This content is from: Portfolio

Investors Flocked to ETFs in 2018 Despite Market Losses

ETF assets slipped slightly as investment losses last year wiped out inflows, according to State Street.

Assets flooded into exchange-traded funds last year – even as stocks sank in December.

ETFs brought in a total of $314 billion, marking the first time the industry saw two straight years of more than $300 billion of inflows, according to a report from State Street Global Advisors. Investors added almost $213 billion to equity funds and just under $97 billion to fixed-income ETFs, with the rest going to multi-asset and alternative ETFs. 

Investors continued to allocate to ETFs into December, with risk-off sentiment driving $16 billion into bond ETFs – their second highest monthly flows of all time, according to State Street.
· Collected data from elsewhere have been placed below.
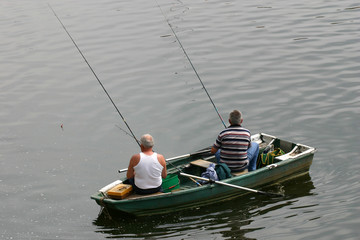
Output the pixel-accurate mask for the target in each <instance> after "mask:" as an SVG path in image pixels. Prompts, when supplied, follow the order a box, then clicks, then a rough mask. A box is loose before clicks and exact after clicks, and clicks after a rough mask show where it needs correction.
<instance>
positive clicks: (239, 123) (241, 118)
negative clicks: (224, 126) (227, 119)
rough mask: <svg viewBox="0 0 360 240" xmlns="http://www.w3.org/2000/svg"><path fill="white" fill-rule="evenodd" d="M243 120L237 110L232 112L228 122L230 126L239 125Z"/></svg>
mask: <svg viewBox="0 0 360 240" xmlns="http://www.w3.org/2000/svg"><path fill="white" fill-rule="evenodd" d="M242 121H243V119H242V117H241V112H240V111H238V110H234V111H232V112H231V113H230V115H229V122H230V124H231V125H240V124H241V123H242Z"/></svg>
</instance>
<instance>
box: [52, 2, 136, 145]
mask: <svg viewBox="0 0 360 240" xmlns="http://www.w3.org/2000/svg"><path fill="white" fill-rule="evenodd" d="M48 6H49V8H50V9H51V11H52V12H53V13H54V15H55V17H56V18H57V19H58V20H59V22H60V24H61V25H62V27H63V28H64V30H65V32H66V33H67V35H68V36H69V37H70V39H71V41H72V42H73V43H74V45H75V47H76V48H77V50H78V51H79V53H80V55H81V56H82V57H83V59H84V60H85V62H86V64H87V65H88V66H89V68H90V70H91V72H92V73H93V74H94V76H95V78H96V79H97V80H98V82H99V84H100V86H101V87H102V89H103V90H104V92H105V93H106V95H107V96H108V98H109V99H110V101H111V103H112V104H113V105H114V107H115V109H116V111H117V112H118V114H119V115H120V117H121V118H122V120H123V121H124V123H125V125H126V127H127V128H128V129H129V131H130V133H131V135H132V137H133V138H134V139H135V141H136V143H137V144H138V145H139V147H140V143H139V141H138V140H137V138H136V137H135V135H134V133H133V131H132V130H131V128H130V126H129V125H128V123H127V122H126V120H125V118H124V116H123V115H122V114H121V112H120V111H119V109H118V108H117V106H116V105H115V103H114V101H113V100H112V98H111V97H110V95H109V93H108V92H107V91H106V89H105V87H104V85H103V84H102V82H101V81H100V79H99V78H98V76H97V75H96V73H95V71H94V70H93V68H92V67H91V65H90V64H89V62H88V61H87V59H86V58H85V56H84V54H83V53H82V52H81V50H80V48H79V47H78V45H77V44H76V42H75V40H74V39H73V38H72V37H71V35H70V33H69V32H68V30H67V29H66V27H65V25H64V24H63V23H62V22H61V20H60V18H59V17H58V15H57V14H56V13H55V11H54V9H53V8H52V7H51V6H50V4H49V3H48Z"/></svg>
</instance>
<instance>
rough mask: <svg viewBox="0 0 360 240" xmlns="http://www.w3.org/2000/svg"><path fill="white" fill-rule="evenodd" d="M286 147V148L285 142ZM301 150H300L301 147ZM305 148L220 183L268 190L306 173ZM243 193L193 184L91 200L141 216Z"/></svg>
mask: <svg viewBox="0 0 360 240" xmlns="http://www.w3.org/2000/svg"><path fill="white" fill-rule="evenodd" d="M266 136H269V135H266ZM286 143H287V144H290V143H289V142H286ZM292 146H297V145H296V144H291V147H290V148H289V149H292ZM301 146H302V147H304V146H305V145H301ZM305 147H306V148H308V149H305V151H303V152H302V153H301V154H298V155H296V154H295V157H293V156H290V154H291V151H288V152H289V154H288V156H287V157H283V160H281V159H278V161H277V162H276V163H275V164H273V165H270V167H269V166H268V167H263V168H261V169H258V170H256V171H253V172H249V173H246V174H242V175H240V176H234V177H232V178H228V179H225V180H222V181H223V182H225V183H229V184H233V185H238V186H242V187H247V188H257V189H258V188H260V187H262V186H269V185H270V184H272V183H274V182H279V181H281V180H283V179H286V178H289V177H293V176H296V175H299V174H302V173H305V172H308V171H309V168H310V166H311V164H312V160H313V156H314V152H315V149H314V148H310V147H307V146H305ZM192 159H193V158H189V157H183V158H179V159H177V160H176V161H175V162H174V164H175V163H176V164H177V166H186V163H188V162H189V161H191V160H192ZM184 164H185V165H184ZM187 166H188V165H187ZM171 167H172V166H171V165H170V166H169V169H170V170H171ZM173 168H174V167H173ZM175 169H176V168H175ZM173 170H174V169H173ZM203 170H205V169H203ZM183 171H184V172H186V171H187V168H186V167H184V168H183ZM191 173H194V169H191ZM182 180H183V181H186V180H187V179H185V178H183V179H182ZM247 193H249V192H247V191H244V190H239V189H236V188H232V187H229V186H224V185H219V184H215V183H211V184H205V185H203V186H198V187H196V186H195V184H194V187H190V188H187V189H181V188H180V189H179V190H177V191H173V192H169V193H162V194H156V195H148V196H139V197H133V198H130V199H125V200H115V199H109V198H106V197H104V195H103V194H102V193H100V192H99V193H96V194H94V195H93V196H91V198H92V199H94V200H95V201H96V202H97V203H98V204H99V205H100V206H103V207H106V208H107V210H109V211H110V212H117V213H126V214H131V215H136V216H143V215H156V214H164V213H170V212H175V211H180V210H183V209H189V208H194V207H199V206H204V205H209V204H213V203H219V202H222V201H227V200H229V199H232V198H236V197H239V196H241V195H244V194H247Z"/></svg>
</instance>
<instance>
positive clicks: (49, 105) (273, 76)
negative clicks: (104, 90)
mask: <svg viewBox="0 0 360 240" xmlns="http://www.w3.org/2000/svg"><path fill="white" fill-rule="evenodd" d="M49 3H50V4H51V6H52V7H53V8H54V10H55V11H56V13H57V15H58V16H59V17H60V18H61V20H62V21H63V23H64V24H65V26H66V28H67V29H68V31H69V32H70V34H71V35H72V37H73V38H74V39H75V41H76V43H77V44H78V46H79V47H80V49H81V51H82V52H83V53H84V55H85V56H86V58H87V60H88V62H89V63H90V65H91V66H92V67H93V69H94V71H95V72H96V74H97V75H98V77H99V79H101V81H102V83H103V84H104V86H105V88H106V89H107V90H108V93H109V94H110V95H111V97H112V98H113V100H114V102H115V104H116V105H117V106H118V108H119V109H120V111H121V113H122V114H123V116H124V117H125V119H126V121H127V122H128V124H129V125H130V127H131V128H132V130H133V131H134V133H135V135H136V136H137V137H139V136H140V135H141V134H143V133H147V132H149V133H151V134H152V135H153V136H154V138H155V141H156V149H157V151H158V152H161V153H162V154H164V155H165V157H168V158H169V157H173V156H177V155H182V154H186V153H191V152H193V151H196V150H198V149H201V148H203V147H206V146H209V145H210V144H212V143H213V141H214V139H215V137H216V135H217V133H218V132H219V131H220V130H222V129H223V125H222V123H221V121H220V119H219V118H218V116H217V114H216V112H215V111H214V108H213V106H212V105H211V103H210V101H209V98H208V97H207V95H206V93H205V91H204V89H203V88H202V86H201V84H200V82H199V80H198V79H197V77H196V75H195V74H194V71H193V69H192V68H191V66H190V64H189V62H188V60H187V59H186V57H185V55H184V53H183V52H182V50H181V48H180V47H179V44H178V43H177V41H176V39H175V38H174V36H173V35H172V32H171V29H170V28H169V26H168V23H167V22H166V21H165V19H164V16H163V15H162V13H161V11H160V9H159V6H158V5H157V2H156V1H113V0H107V1H100V2H99V1H94V0H88V1H83V0H82V1H75V2H74V1H69V0H65V1H57V0H52V1H50V2H49ZM158 3H159V5H160V6H161V8H162V10H163V12H164V14H165V15H166V18H167V19H168V21H169V23H170V24H171V25H172V27H173V28H174V30H175V32H176V34H177V36H178V37H179V39H180V41H181V43H182V44H183V46H184V48H185V49H186V51H187V54H188V55H189V57H190V59H191V61H192V63H193V65H194V67H195V68H196V70H197V72H198V73H199V75H200V77H201V79H202V81H203V82H204V84H205V86H206V89H207V90H208V92H209V94H210V96H211V98H212V99H213V101H214V102H215V104H216V106H217V108H218V109H219V112H220V114H221V115H222V116H223V118H224V119H226V118H227V115H228V113H229V112H230V111H231V110H233V109H240V110H241V111H242V112H243V114H244V117H245V120H244V125H245V126H246V127H247V128H249V129H250V130H251V131H252V132H253V133H257V132H266V133H268V134H272V135H276V136H278V137H281V138H285V139H288V140H291V141H294V142H300V143H304V144H307V145H310V146H314V147H316V148H317V149H318V152H317V153H316V155H315V158H314V162H313V165H312V166H311V169H310V172H309V174H308V175H305V176H302V177H299V178H296V179H292V180H289V181H286V182H282V183H278V184H277V185H275V186H273V187H271V188H270V189H269V190H277V189H279V190H284V191H285V194H286V197H285V198H284V199H268V198H266V197H264V196H256V195H252V194H249V195H247V197H243V198H239V199H237V200H233V201H231V202H228V203H227V204H221V206H220V205H219V206H211V207H206V208H199V209H195V210H191V211H184V212H180V213H176V214H173V215H164V216H162V217H160V218H140V219H126V218H125V219H121V218H120V219H112V220H109V219H107V218H106V216H104V214H102V215H100V216H98V213H99V207H98V206H97V205H96V204H95V202H93V201H92V200H90V198H89V197H90V195H91V194H93V193H94V192H96V191H97V190H98V189H100V188H101V187H103V186H104V185H106V184H108V183H109V182H112V181H114V180H115V179H117V178H118V177H119V175H118V173H117V169H119V168H125V167H127V164H128V161H129V158H130V156H131V155H132V154H134V153H136V152H138V151H139V149H138V146H137V144H136V142H135V141H134V139H133V138H131V137H130V136H129V135H127V134H126V133H124V131H123V130H126V131H128V130H127V129H126V126H125V124H124V122H123V121H122V119H121V118H120V116H119V115H118V113H117V112H116V110H115V108H114V107H113V106H112V104H111V102H110V101H109V99H108V98H107V97H106V95H105V93H104V91H103V90H102V89H101V87H100V85H99V83H98V82H97V80H96V78H95V77H94V75H93V74H92V72H91V71H90V70H89V68H88V66H87V65H86V63H85V61H84V59H82V57H81V55H80V54H79V52H78V51H77V49H76V48H75V46H74V45H73V43H72V42H71V40H70V39H69V37H68V36H67V34H66V32H65V31H64V29H63V28H62V26H61V25H60V23H59V22H58V20H57V19H56V17H55V16H54V14H53V13H52V11H51V10H50V9H49V7H48V4H47V2H46V1H45V2H44V1H31V2H30V1H25V0H18V1H8V0H5V1H1V3H0V16H1V22H0V33H1V38H0V50H1V56H2V57H1V59H0V66H1V68H0V69H1V71H0V79H1V81H0V109H1V111H0V121H1V124H0V200H1V202H2V203H3V204H2V206H1V207H0V209H1V220H0V227H1V230H0V238H1V239H103V238H125V239H134V238H139V239H149V238H153V239H161V238H164V239H231V238H233V239H277V240H278V239H311V238H312V239H357V237H358V235H359V230H358V222H359V221H358V220H359V218H360V209H359V203H360V200H359V197H358V194H357V193H358V192H359V190H360V188H359V177H358V174H357V173H358V170H359V168H360V164H359V157H358V137H359V130H360V124H359V121H358V118H359V114H360V80H359V76H360V68H359V62H360V45H359V43H358V39H359V38H360V34H359V33H360V31H359V30H360V29H359V26H360V25H359V21H360V19H359V13H360V5H359V3H358V2H356V1H353V0H345V1H340V2H339V1H324V0H316V1H302V2H294V1H290V2H289V1H281V2H279V1H266V2H264V1H231V0H230V1H217V0H215V1H187V0H184V1H176V0H173V1H162V0H161V1H160V0H158ZM61 126H63V127H62V128H61ZM121 129H123V130H121Z"/></svg>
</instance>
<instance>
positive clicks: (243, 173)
mask: <svg viewBox="0 0 360 240" xmlns="http://www.w3.org/2000/svg"><path fill="white" fill-rule="evenodd" d="M211 163H213V162H210V161H206V160H203V159H198V160H194V161H192V162H190V164H191V165H194V166H198V167H202V168H208V167H209V166H210V164H211ZM214 164H215V165H216V163H214ZM248 172H249V171H248V170H247V169H245V170H244V171H242V172H236V173H231V174H232V175H233V176H240V175H242V174H245V173H248Z"/></svg>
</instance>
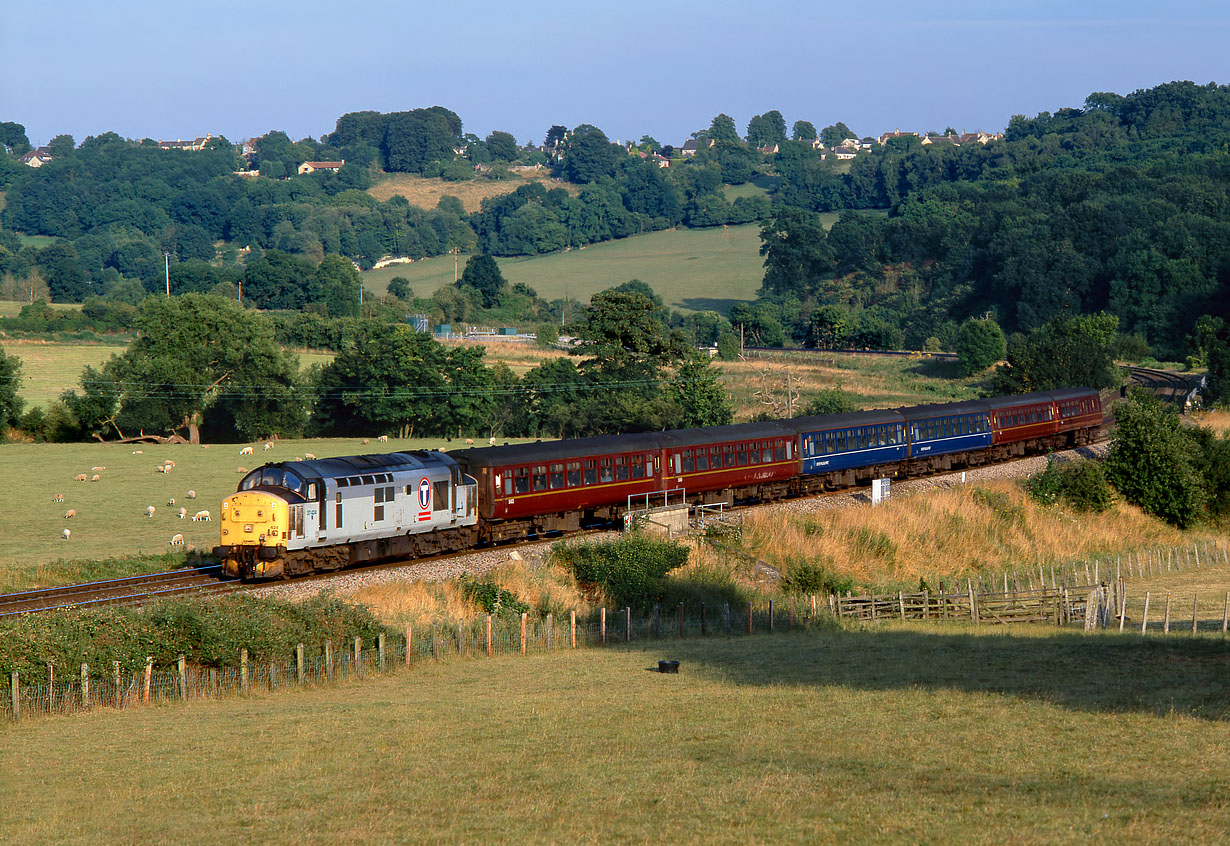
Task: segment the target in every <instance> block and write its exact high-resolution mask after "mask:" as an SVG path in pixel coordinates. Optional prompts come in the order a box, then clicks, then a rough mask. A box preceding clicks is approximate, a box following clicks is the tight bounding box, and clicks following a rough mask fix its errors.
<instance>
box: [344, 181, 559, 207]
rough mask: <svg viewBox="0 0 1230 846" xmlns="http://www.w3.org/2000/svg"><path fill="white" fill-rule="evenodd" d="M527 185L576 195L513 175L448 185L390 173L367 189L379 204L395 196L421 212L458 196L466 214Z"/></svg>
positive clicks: (369, 192)
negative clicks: (528, 184)
mask: <svg viewBox="0 0 1230 846" xmlns="http://www.w3.org/2000/svg"><path fill="white" fill-rule="evenodd" d="M526 182H542V183H544V184H546V187H547V188H563V189H566V191H571V192H572V193H576V192H577V188H576V187H574V186H571V184H567V183H563V182H556V181H555V180H552V178H550V177H549V176H546V175H541V176H519V175H514V176H513V177H512V178H509V180H501V181H492V180H472V181H470V182H446V181H445V180H439V178H427V177H422V176H412V175H410V173H389V175H387V176H385V177H384V178H381V180H380V181H379V182H376V183H375V184H374V186H371V187H370V188H368V193H369V194H371V196H373V197H375V198H376V199H378V200H380V202H385V200H387V199H390V198H392V197H399V196H400V197H405V198H406V200H407V202H408V203H410V204H411V205H417V207H419V208H422V209H434V208H435V204H437V203H439V202H440V197H444V196H445V194H448V196H451V197H456V198H458V199H460V200H461V205H464V207H465V210H466V212H478V210H481V209H482V200H485V199H487V198H488V197H501V196H503V194H510V193H512V192H514V191H517V189H518V188H519V187H522V186H523V184H525V183H526Z"/></svg>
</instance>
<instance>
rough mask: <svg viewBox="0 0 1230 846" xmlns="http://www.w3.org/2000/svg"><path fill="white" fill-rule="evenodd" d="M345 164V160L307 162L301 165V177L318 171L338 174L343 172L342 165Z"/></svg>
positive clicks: (299, 168) (300, 167) (309, 161)
mask: <svg viewBox="0 0 1230 846" xmlns="http://www.w3.org/2000/svg"><path fill="white" fill-rule="evenodd" d="M344 164H346V160H344V159H343V160H342V161H305V162H304V164H301V165H299V176H303V175H304V173H315V172H316V171H332V172H333V173H337V172H338V171H339V170H342V165H344Z"/></svg>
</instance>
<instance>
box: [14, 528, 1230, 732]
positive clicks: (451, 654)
mask: <svg viewBox="0 0 1230 846" xmlns="http://www.w3.org/2000/svg"><path fill="white" fill-rule="evenodd" d="M1226 563H1230V550H1228V547H1226V545H1224V544H1203V545H1192V546H1191V547H1168V548H1151V550H1141V551H1139V552H1134V553H1132V555H1127V556H1117V557H1116V558H1113V559H1111V558H1106V559H1098V561H1093V562H1080V563H1076V564H1064V566H1059V567H1049V568H1048V567H1041V566H1039V567H1037V568H1036V569H1034V568H1031V571H1025V569H1017V571H1012V572H1011V573H1007V572H1005V573H1002V574H998V575H994V577H990V575H985V574H984V575H983V577H980V578H979V579H978V582H977V583H975V582H974V579H973V578H969V579H964V585H958V583H957V582H951V583H945V582H943V580H940V582H938V589H937V590H929V589H924V590H921V591H916V593H908V594H907V593H904V591H898V593H895V594H893V593H884V594H877V593H870V594H865V595H851V594H830V595H827V596H825V595H809V596H807V595H793V596H784V598H781V599H779V600H769V601H761V603H759V604H758V603H748V604H747V605H739V606H732V605H729V604H723V605H722V606H720V607H710V606H706V604H704V603H701V604H700V605H699V606H695V607H690V609H689V607H685V606H684V604H681V603H680V604H679V605H678V606H675V607H668V609H662V607H659V606H653V607H652V609H649V610H648V611H647V612H633V611H632V610H631V609H627V607H625V609H617V610H611V609H599V610H598V611H594V612H593V614H587V615H579V614H577V612H569V614H568V615H567V617H565V619H562V620H558V619H556V617H555V615H551V614H549V615H546V616H545V617H535V619H531V617H530V616H529V615H526V614H522V615H520V616H519V617H518V616H512V615H501V616H496V615H487V616H480V617H472V619H467V620H464V621H461V622H459V623H455V625H454V623H449V625H443V623H438V625H434V626H422V627H415V626H406V627H405V628H403V630H400V631H396V632H394V631H391V630H390V631H386V632H384V633H381V634H379V636H378V637H375V638H369V639H363V638H354V639H353V641H351V642H348V643H333V642H330V641H326V642H322V643H315V644H299V647H298V648H296V649H295V653H294V654H293V655H289V657H287V655H278V657H257V655H252V654H250V653H248V650H246V649H244V650H241V653H240V654H239V655H236V663H235V664H231V665H226V666H198V665H189V664H188V663H187V662H186V660H185V659H183V658H182V657H181V658H180V660H178V662H177V663H176V664H175V665H171V666H161V665H159V666H155V665H154V663H153V660H149V662H146V664H145V665H144V666H138V668H132V666H122V665H121V663H119V662H114V663H112V664H111V665H109V666H90V665H86V664H82V665H80V666H79V668H60V666H54V665H48V668H47V680H46V681H39V682H38V684H22V681H21V678H20V675H18V674H17V673H11V674H9V676H7V678H4V679H0V719H9V721H16V719H28V718H37V717H47V716H52V714H71V713H79V712H87V711H96V710H106V708H112V710H116V708H133V707H144V706H149V705H154V703H166V702H177V701H178V702H186V701H194V700H216V698H226V697H236V696H240V697H242V696H253V695H258V694H266V692H271V691H279V690H292V689H303V687H311V686H320V685H331V684H339V682H346V681H349V680H353V679H360V678H364V676H371V675H378V674H384V673H391V671H395V670H397V669H402V668H410V666H413V665H416V664H419V663H423V662H428V660H431V662H444V660H450V659H467V658H471V659H472V658H483V657H494V655H508V654H523V655H529V654H542V653H551V652H557V650H567V649H600V648H604V647H609V646H616V644H620V643H633V642H638V643H646V642H657V641H670V639H679V638H704V637H736V636H743V634H766V633H770V634H771V633H776V632H790V631H796V630H801V628H814V627H817V626H823V625H827V623H831V622H833V621H834V620H847V621H852V620H857V621H882V620H909V621H925V622H946V621H957V622H959V621H966V622H969V623H973V625H1005V623H1021V622H1033V623H1049V625H1054V626H1079V627H1081V628H1084V631H1096V630H1111V631H1123V632H1128V631H1130V632H1139V633H1141V634H1178V633H1182V634H1188V636H1197V634H1214V633H1218V632H1220V634H1221V636H1225V634H1226V630H1228V623H1230V590H1228V591H1225V593H1224V595H1223V594H1220V593H1210V591H1209V590H1192V591H1189V593H1187V594H1181V593H1175V591H1154V590H1148V589H1145V587H1143V585H1139V584H1137V580H1138V579H1148V578H1150V577H1157V575H1165V574H1167V573H1182V572H1184V568H1189V569H1191V571H1196V569H1200V568H1207V567H1210V566H1219V564H1226ZM1034 575H1036V577H1037V583H1034V582H1033V579H1034ZM1081 577H1084V579H1082V578H1081ZM962 588H964V589H962Z"/></svg>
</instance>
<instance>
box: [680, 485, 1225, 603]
mask: <svg viewBox="0 0 1230 846" xmlns="http://www.w3.org/2000/svg"><path fill="white" fill-rule="evenodd" d="M744 525H745V532H744V545H745V548H747V550H748V551H749V552H752V553H753V555H755V556H758V557H760V558H763V559H765V561H766V562H769V563H771V564H774V566H775V567H777V568H779V569H781V571H784V572H788V571H790V568H791V566H792V564H793V563H795V562H804V561H806V562H813V563H815V562H819V563H822V564H823V566H824V567H827V568H828V569H830V571H831V572H834V573H835V574H838V575H844V577H849V578H851V579H854V580H855V582H856V583H859V584H870V585H883V584H893V583H897V584H903V583H905V584H918V580H919V579H920V578H932V577H956V575H966V574H969V573H977V572H991V573H998V572H1004V571H1012V569H1015V568H1021V567H1028V566H1031V564H1033V566H1037V564H1044V566H1048V567H1049V566H1050V564H1053V563H1054V564H1059V563H1063V562H1071V561H1076V559H1081V558H1086V557H1091V556H1105V555H1111V553H1116V552H1124V551H1128V550H1135V548H1140V547H1157V546H1181V545H1184V544H1187V545H1191V544H1192V542H1193V540H1203V539H1204V537H1205V535H1199V534H1193V532H1187V534H1184V532H1181V531H1178V530H1177V529H1172V528H1170V526H1167V525H1166V524H1164V523H1161V521H1160V520H1155V519H1153V518H1149V516H1146V515H1145V514H1144V513H1143V512H1140V510H1139V509H1137V508H1134V507H1132V505H1127V504H1124V503H1117V504H1116V505H1114V507H1113V508H1112V509H1111V510H1109V512H1107V513H1105V514H1079V513H1074V512H1070V510H1066V509H1064V508H1058V507H1057V508H1042V507H1039V505H1037V504H1036V503H1033V502H1032V500H1031V499H1030V498H1028V497H1027V496H1026V493H1025V492H1023V491H1022V489H1021V487H1020V486H1017V484H1015V483H1011V482H1004V483H995V484H988V486H978V487H974V486H969V487H957V488H950V489H947V491H926V492H918V493H914V494H907V496H900V497H894V498H893V499H892V500H891V502H889V503H888V504H886V505H882V507H878V508H871V507H865V508H844V509H831V510H820V512H815V513H813V514H811V515H806V516H802V515H795V514H787V513H784V512H759V513H755V514H750V515H749V516H748V519H747V521H745V524H744ZM1207 536H1208V537H1213V535H1212V534H1210V535H1207ZM699 557H700V558H701V559H702V561H704V559H706V558H707V559H715V558H721V557H722V556H721V553H720V552H715V551H711V550H706V551H701V552H700V553H699Z"/></svg>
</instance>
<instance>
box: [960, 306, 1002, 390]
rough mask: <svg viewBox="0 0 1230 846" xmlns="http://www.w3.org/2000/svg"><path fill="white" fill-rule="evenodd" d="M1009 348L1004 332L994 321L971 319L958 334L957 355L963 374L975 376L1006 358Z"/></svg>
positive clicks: (962, 323) (962, 373)
mask: <svg viewBox="0 0 1230 846" xmlns="http://www.w3.org/2000/svg"><path fill="white" fill-rule="evenodd" d="M1006 350H1007V346H1006V343H1005V341H1004V330H1001V328H1000V327H999V323H996V322H995V321H994V320H975V318H973V317H970V318H969V320H967V321H966V322H964V323H962V326H961V332H958V333H957V355H958V358H959V360H961V373H962V374H964V375H966V376H973V375H974V374H975V373H982V371H983V370H985V369H986V368H989V366H990V365H993V364H995V363H996V362H999V360H1001V359H1002V358H1004V353H1005V352H1006Z"/></svg>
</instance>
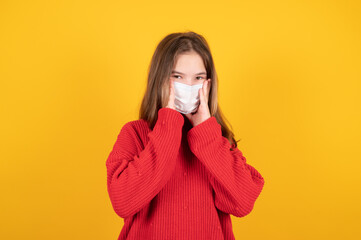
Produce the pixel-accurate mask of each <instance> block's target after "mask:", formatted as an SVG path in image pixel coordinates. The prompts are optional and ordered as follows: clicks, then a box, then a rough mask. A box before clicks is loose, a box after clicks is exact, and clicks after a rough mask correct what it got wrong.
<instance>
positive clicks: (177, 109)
mask: <svg viewBox="0 0 361 240" xmlns="http://www.w3.org/2000/svg"><path fill="white" fill-rule="evenodd" d="M202 86H203V83H202V84H196V85H192V86H190V85H187V84H183V83H180V82H174V95H175V98H174V105H175V108H176V110H177V111H178V112H181V113H183V114H188V113H193V112H196V110H197V108H198V105H199V103H200V99H199V94H198V92H199V89H200V88H202Z"/></svg>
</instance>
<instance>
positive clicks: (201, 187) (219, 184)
mask: <svg viewBox="0 0 361 240" xmlns="http://www.w3.org/2000/svg"><path fill="white" fill-rule="evenodd" d="M231 147H232V146H231V145H230V143H229V141H228V139H227V138H225V137H223V136H222V131H221V125H220V124H218V122H217V120H216V118H215V117H210V118H209V119H207V120H205V121H204V122H202V123H200V124H198V125H197V126H195V127H192V125H191V124H190V122H189V120H188V119H187V118H186V117H185V116H184V115H182V114H181V113H179V112H178V111H176V110H174V109H170V108H161V109H159V110H158V118H157V122H156V124H155V126H154V128H153V131H152V130H151V129H150V128H149V124H148V123H147V122H146V121H145V120H143V119H140V120H135V121H131V122H128V123H126V124H125V125H124V126H123V127H122V129H121V130H120V133H119V135H118V137H117V140H116V142H115V144H114V146H113V149H112V151H111V152H110V154H109V157H108V158H107V160H106V168H107V188H108V193H109V197H110V201H111V204H112V206H113V209H114V211H115V212H116V214H117V215H118V216H120V217H121V218H124V226H123V228H122V230H121V232H120V234H119V237H118V240H123V239H141V240H146V239H151V240H153V239H154V240H163V239H167V240H171V239H172V240H174V239H187V240H189V239H195V240H202V239H207V240H208V239H217V240H218V239H219V240H221V239H226V240H228V239H235V238H234V235H233V231H232V223H231V218H230V214H232V215H234V216H236V217H243V216H245V215H247V214H249V213H250V212H251V210H252V209H253V206H254V203H255V201H256V199H257V198H258V196H259V194H260V193H261V191H262V188H263V185H264V179H263V177H262V176H261V174H260V173H259V172H258V171H257V170H256V169H255V168H254V167H252V166H251V165H249V164H247V163H246V158H245V157H244V156H243V154H242V152H241V151H240V150H239V149H238V148H234V150H233V151H231V150H230V149H231Z"/></svg>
Still, stock market losses offset total inflows, paring the industry’s assets under management by less than 1 percent to $3.38 trillion.

Matthew Bartolini, the report’s author and the Americas-focused head of research for SPDR – State Street’s ETF business – expects that investors will continue to gravitate toward ETFs despite recent investment losses as a result of larger trends such the shift to indexing and the industry's lower fees.

“This trend is evidenced by equity strategies still taking in more than $200 billion on the year, with $34 billion even as the market was falling out of bed in December,” he wrote.

Within equities, investors largely preferred U.S. funds last year, adding $143 billion to ETFs tracking the country’s markets. Developed markets internationally attracted almost $50 billion, while emerging market ETFs brought in about $16.5 billion.

Sector ETFs fared less well in 2018, with investors pulling money from funds tracking financial, real estate, industrials, consumer discretionary, and energy stocks. The most popular sectors for ETF investors were technology and health care, which received $9.7 billion and $6.9 billion of inflows, respectively. 

[II Deep Dive: Single-Sector ETFs Are on the Rise Despite Risks, Cerulli Says]

Smart beta funds were also popular, attracting $39 billion in 2018, according to the report. Investors also contributed about $27 billion to value strategies, while withdrawing about $17 billion from growth funds.

The ETFs which received the most inflows as a percentage of total assets under management, however, were active funds. Actively managed ETFs amassed almost $28 billion in investor capital – an almost 60 percent increase in assets.

“Actively managed funds may be a growth area for the ETF industry,” Bartolini wrote.